Although we have established that MafB is required for p62 expression to the fullest extent in various conditions, the underlying mechanism remains unclear and warrants further investigation. Our data that both p62 expression at the basal line and p62 induction by LPS require MafB do not support a role of MafB in regulating the LPS activated transcriptional events, which is consistent with the finding that MafB did not participate in the induction of NLRP3 and pro-IL-1β in the priming stage. Additionally, we did not find that MafB considerably regulates the transcription of p62 itself, indicating that this regulation involves a direct or indirect mechanism at the posttranscriptional and the translational levels. Nevertheless, a thorough investigation of MafB regulation of p62 would be very significant because not only it will delineate how MafB specifically regulates the NLRP3 inflammasome activation, but also it will shed a light on new mechanisms underlying the deregulation of autophagy/mitophagy frequently found in many pathological conditions.
We have shown that the regulation of the NLRP3 inflammasome by MafB is associated with p62 expression and likely its mediated mitophagic clearance of the damaged mitochondria induced by NLRP3 agonists. It remains possible that alternative mechanisms are involved. Indeed, NLRP3 undergoes multiple posttranslational modifications in the priming stage, such as ubiquitination and phosphorylation, which have been shown to be critical regulatory mechanisms of the NLRP3 inflammasome activation54,55. Since our findings show that MafB degradation occurs at the priming step and the turnover of this protein is entirely mediated by ubiquitin-proteosome machinery, a potential regulation of the NLRP3 posttranslational modifications by MafB and/or MafB-associated proteins is both plausible and intriguing. Although this hypothesis was not the focus of this study, a further investigation into this scenario will definitely improve the understanding of the complexity involved in the NLRP3 inflammasome priming and activation sequential events.
The RXR signaling is known to regulate inflammatory response, which is generally mediated by transcriptional modifications of the pro-inflammatory targets by RXR and associated other transcriptional partners, such as PPAR46,47,48. Additionally, the activation of RXR/LXR/PPAR promotes efflux of intracellular lipids, some of which are quite pro-inflammatory.
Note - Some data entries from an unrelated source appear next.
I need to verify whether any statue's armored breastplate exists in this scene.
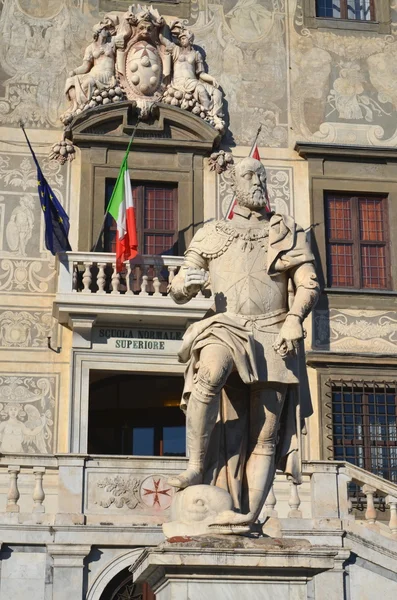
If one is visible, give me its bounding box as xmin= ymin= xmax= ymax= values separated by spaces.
xmin=208 ymin=224 xmax=288 ymax=316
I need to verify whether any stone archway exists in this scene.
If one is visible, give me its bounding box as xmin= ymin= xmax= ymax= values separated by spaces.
xmin=86 ymin=548 xmax=148 ymax=600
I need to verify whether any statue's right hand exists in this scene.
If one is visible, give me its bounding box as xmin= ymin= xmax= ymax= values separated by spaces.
xmin=185 ymin=269 xmax=208 ymax=294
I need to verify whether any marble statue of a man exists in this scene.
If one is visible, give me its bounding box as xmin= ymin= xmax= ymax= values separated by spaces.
xmin=169 ymin=158 xmax=319 ymax=524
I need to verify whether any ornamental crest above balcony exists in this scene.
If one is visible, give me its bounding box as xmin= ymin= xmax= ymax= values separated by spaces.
xmin=58 ymin=4 xmax=225 ymax=162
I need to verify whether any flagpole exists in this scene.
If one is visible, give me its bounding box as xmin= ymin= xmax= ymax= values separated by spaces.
xmin=91 ymin=117 xmax=140 ymax=252
xmin=223 ymin=123 xmax=262 ymax=221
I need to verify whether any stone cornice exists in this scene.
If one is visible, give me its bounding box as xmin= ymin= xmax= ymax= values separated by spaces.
xmin=295 ymin=142 xmax=397 ymax=161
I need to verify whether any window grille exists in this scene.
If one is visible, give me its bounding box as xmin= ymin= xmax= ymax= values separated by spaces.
xmin=325 ymin=192 xmax=390 ymax=289
xmin=316 ymin=0 xmax=375 ymax=21
xmin=104 ymin=179 xmax=178 ymax=255
xmin=326 ymin=379 xmax=397 ymax=482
Intracellular lipids can be also degraded by lipases and lipophagy in certain conditions56,57. In this study, we surprisingly found that the RXR activator LG268 increases p62 expression, which is dependent on the upregulation of MafB in macrophages. p62, as it is required by mitophagy, has been shown to also participate in lipophagy56,57. Therefore, our findings here suggest multiple functional and mechanistic significances in MafB, including a novel function of MafB in mediating lipophagy, and another plausible mechanism for the MafB regulation of the NLRP3 inflammasome activation due to it enhancing lipophagy by promoting p62 expression. These hypotheses will remain front and center focus of our future studies.
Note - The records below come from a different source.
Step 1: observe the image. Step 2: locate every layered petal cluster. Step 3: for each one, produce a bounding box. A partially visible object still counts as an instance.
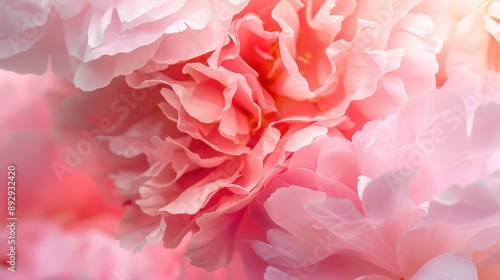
[0,0,248,91]
[0,71,246,280]
[248,71,500,279]
[53,0,450,270]
[442,0,500,76]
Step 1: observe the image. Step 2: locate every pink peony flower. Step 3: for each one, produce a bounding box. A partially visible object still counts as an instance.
[442,0,500,76]
[0,0,247,91]
[243,71,500,279]
[47,1,450,270]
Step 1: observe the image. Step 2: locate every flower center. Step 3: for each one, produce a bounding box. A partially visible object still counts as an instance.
[483,0,500,72]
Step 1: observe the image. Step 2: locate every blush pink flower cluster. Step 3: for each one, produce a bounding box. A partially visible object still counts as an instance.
[0,0,500,279]
[0,70,246,280]
[0,0,248,91]
[64,1,450,270]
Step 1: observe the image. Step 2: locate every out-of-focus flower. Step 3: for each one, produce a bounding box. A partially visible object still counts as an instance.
[0,0,247,91]
[0,71,246,280]
[243,71,500,279]
[60,1,450,270]
[442,0,500,76]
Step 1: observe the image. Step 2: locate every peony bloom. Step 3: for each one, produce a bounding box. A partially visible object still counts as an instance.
[0,0,247,91]
[442,0,500,76]
[247,71,500,279]
[48,1,452,270]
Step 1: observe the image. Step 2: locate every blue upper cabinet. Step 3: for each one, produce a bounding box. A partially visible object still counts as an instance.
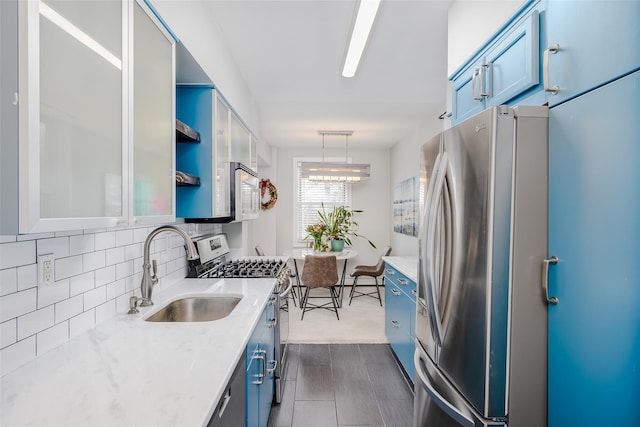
[543,0,640,107]
[451,3,542,123]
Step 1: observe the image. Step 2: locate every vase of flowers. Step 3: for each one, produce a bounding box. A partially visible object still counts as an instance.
[305,222,327,252]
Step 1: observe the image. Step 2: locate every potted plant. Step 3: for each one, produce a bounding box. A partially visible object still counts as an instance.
[318,203,376,252]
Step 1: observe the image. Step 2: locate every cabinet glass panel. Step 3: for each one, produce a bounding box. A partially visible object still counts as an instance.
[213,97,231,216]
[39,0,124,218]
[133,3,175,217]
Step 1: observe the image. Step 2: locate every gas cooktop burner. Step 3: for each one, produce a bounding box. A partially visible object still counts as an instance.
[204,259,285,278]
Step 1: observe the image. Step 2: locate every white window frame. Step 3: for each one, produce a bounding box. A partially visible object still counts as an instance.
[292,157,351,247]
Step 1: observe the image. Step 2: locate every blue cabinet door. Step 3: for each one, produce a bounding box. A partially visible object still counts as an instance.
[485,10,539,107]
[548,71,640,427]
[451,58,485,123]
[545,0,640,106]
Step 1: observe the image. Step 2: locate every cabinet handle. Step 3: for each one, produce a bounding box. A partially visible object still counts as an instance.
[478,63,491,99]
[542,44,560,95]
[218,388,231,418]
[251,350,267,385]
[542,255,558,305]
[471,68,482,101]
[267,317,278,329]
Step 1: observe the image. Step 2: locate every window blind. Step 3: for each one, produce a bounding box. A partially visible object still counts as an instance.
[294,158,351,243]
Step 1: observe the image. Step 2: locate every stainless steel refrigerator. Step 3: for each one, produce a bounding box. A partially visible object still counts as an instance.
[414,106,548,427]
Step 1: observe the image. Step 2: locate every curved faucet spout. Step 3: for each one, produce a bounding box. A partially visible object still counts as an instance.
[140,225,199,307]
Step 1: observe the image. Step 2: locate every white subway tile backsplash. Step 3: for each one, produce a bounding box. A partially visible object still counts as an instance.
[82,251,106,271]
[0,268,18,296]
[37,237,69,258]
[133,227,153,243]
[18,264,38,291]
[116,261,133,280]
[0,288,38,322]
[105,246,125,265]
[69,271,95,296]
[55,255,83,280]
[124,243,143,261]
[54,295,84,323]
[96,299,118,325]
[0,240,36,270]
[0,319,18,348]
[18,305,54,340]
[95,231,116,251]
[96,265,116,286]
[0,335,36,375]
[38,279,70,308]
[0,224,194,374]
[116,229,133,246]
[107,279,127,300]
[69,234,96,255]
[69,309,96,338]
[84,286,107,310]
[36,322,69,356]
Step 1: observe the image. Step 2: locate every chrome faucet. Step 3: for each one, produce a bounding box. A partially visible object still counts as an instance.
[139,225,199,308]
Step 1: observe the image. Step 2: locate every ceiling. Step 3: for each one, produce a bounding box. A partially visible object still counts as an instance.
[199,0,451,148]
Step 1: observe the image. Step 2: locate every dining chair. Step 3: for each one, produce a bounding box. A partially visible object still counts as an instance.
[349,246,391,307]
[300,255,340,320]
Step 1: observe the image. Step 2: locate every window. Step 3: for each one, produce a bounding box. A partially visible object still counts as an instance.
[293,157,351,245]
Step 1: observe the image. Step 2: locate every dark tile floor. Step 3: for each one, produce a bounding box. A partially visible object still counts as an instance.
[269,344,413,427]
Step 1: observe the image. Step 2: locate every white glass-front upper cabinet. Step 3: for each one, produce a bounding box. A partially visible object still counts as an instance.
[129,2,176,224]
[19,0,174,233]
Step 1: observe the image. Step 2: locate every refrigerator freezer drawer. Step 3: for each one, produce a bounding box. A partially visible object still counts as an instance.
[413,348,507,427]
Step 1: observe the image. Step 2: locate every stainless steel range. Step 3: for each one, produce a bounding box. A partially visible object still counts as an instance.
[187,234,293,403]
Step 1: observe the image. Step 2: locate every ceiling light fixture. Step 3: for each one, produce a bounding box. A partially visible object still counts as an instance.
[300,130,371,182]
[342,0,381,77]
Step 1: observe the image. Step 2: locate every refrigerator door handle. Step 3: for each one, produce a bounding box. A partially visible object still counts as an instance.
[413,349,475,427]
[425,152,447,345]
[542,255,558,305]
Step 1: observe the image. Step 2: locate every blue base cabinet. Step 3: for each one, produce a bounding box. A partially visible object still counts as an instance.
[246,297,276,427]
[384,264,416,380]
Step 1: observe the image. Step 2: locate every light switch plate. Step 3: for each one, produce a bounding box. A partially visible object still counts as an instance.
[38,254,55,286]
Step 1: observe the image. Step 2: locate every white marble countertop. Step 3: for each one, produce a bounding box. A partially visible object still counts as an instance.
[0,279,275,427]
[382,256,418,283]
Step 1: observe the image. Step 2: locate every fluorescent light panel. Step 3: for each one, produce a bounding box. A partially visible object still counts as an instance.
[342,0,381,77]
[39,0,122,70]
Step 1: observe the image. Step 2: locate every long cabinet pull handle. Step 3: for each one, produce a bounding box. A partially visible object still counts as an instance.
[542,44,560,95]
[478,63,491,99]
[542,255,558,305]
[471,68,482,101]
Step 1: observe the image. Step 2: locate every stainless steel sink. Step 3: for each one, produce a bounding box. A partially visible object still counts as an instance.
[144,296,242,322]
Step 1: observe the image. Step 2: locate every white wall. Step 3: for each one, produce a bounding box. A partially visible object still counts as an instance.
[390,110,444,256]
[447,0,524,76]
[272,148,391,274]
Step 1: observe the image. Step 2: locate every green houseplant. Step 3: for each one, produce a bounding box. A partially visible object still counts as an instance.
[318,204,376,252]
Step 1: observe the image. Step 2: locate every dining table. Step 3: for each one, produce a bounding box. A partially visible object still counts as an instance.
[282,248,358,307]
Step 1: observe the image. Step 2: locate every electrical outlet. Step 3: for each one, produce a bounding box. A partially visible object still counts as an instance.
[38,254,55,286]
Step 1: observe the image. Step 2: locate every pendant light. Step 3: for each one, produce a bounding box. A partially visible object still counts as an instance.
[300,130,371,183]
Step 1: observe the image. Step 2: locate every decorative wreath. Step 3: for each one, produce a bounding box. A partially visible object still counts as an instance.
[260,178,278,211]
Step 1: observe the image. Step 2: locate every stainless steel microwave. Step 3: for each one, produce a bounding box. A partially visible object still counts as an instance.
[185,162,260,223]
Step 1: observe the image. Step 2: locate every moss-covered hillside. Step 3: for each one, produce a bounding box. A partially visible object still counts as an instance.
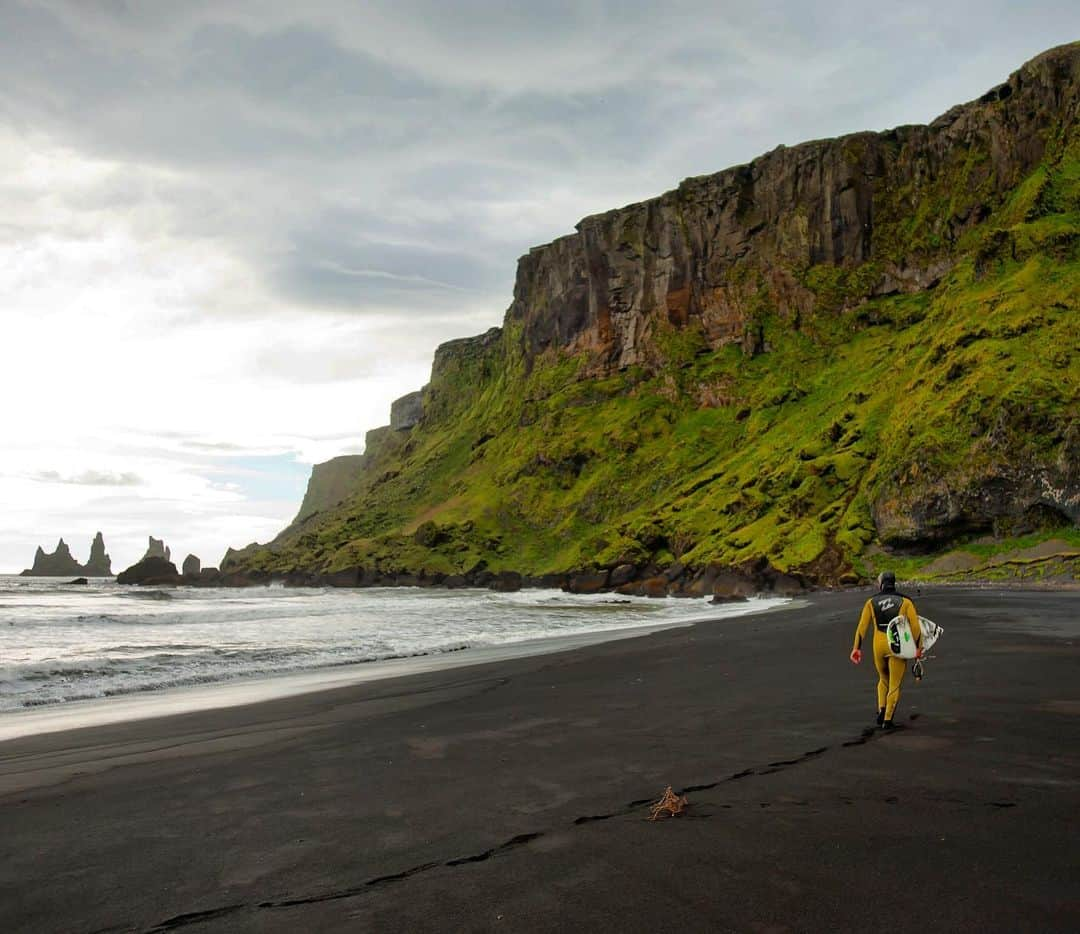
[222,45,1080,592]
In conclusion, we showed that a rapid proteasome-mediated degradation of MafB in the priming stage constitutes a fine-tuning step leading to the NLRP3 inflammasome activation in macrophages. We presented evidence that MafB sustains p62 expression, and restricts the NLRP3 agonists triggered mitochondrial damage and the resulted mitochondrial ROS production and DNA release, thereby MafB specifically regulating the NLRP3 inflammasome. Targeting MafB, either promoting its stability and/or increasing its transcription through small molecule compounds, has the potential to be novel therapeutics to treat many inflammatory disorders caused by excessive activation of the NLRP3 inflammasome.
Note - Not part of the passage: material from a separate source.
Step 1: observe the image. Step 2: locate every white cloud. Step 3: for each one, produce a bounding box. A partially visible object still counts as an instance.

Finally, we acknowledge that there are notable limitations in the study. First, we found that p62 expression was reduced in MafB knockdown and knockout macrophages treated with or without LPS. However, LPS also led to rapid p62 upregulation. The current data have not provided insight into the biological implication of these two antagonistic events in the NLRP3 activation, partly because the study did not establish the dynamic of MafB regulating p62 expression. These dueling actions may be one of the ways for the macrophages to fine tune the activation of NLRP3 inflammasome. Second, although our findings indicate that p62 may mediate MafB regulation of the NLRP3 activation, the causality between these two events remains to be fully established. Additionally, the effect of p62 was generally milder than MafB itself in this process, suggesting the involvement of other mitophagic mediators.
Methods
Reagents
Ultra-pure LPS from Escherichia coli O111:B4 was from Sigma-Aldrich. LG100268 and MLN7243 was from Cayman. Nigericin, muramyl dipeptide (MDP), Flagellin, poly(dA:dT) and heat-killed P. aeruginosa (HKPA) were from Invivogen. ATP, cycloheximide (CHX), MG132, and Bafilomycin A1 were from Sigma-Aldrich. CytoTox 96® Non-Radioactive Cytotoxicity LDH Assay was from Promega. LipoJet™ In Vitro Transfection Kit was from SignaGen Laboratories.
Mice
C57BL/6 mice and myeloid lineage Cre mice Lyz2 Cre/Cre were purchased from The Jackson Laboratory. MafB fl/fl mice were gifts from Dr. Lisa Goodrich at Harvard University26. Mice with ablation of myeloid MafB, MafB mye−/−, were established by cross-breeding MafB fl/fl with the Lyz2 Cre/Cre lines. In all, 8–10 weeks male mice were used for all experiments.
Cell lines
Mouse macrophage cell line J771A.1 was from American Type Culture Collection (Manassas, VA).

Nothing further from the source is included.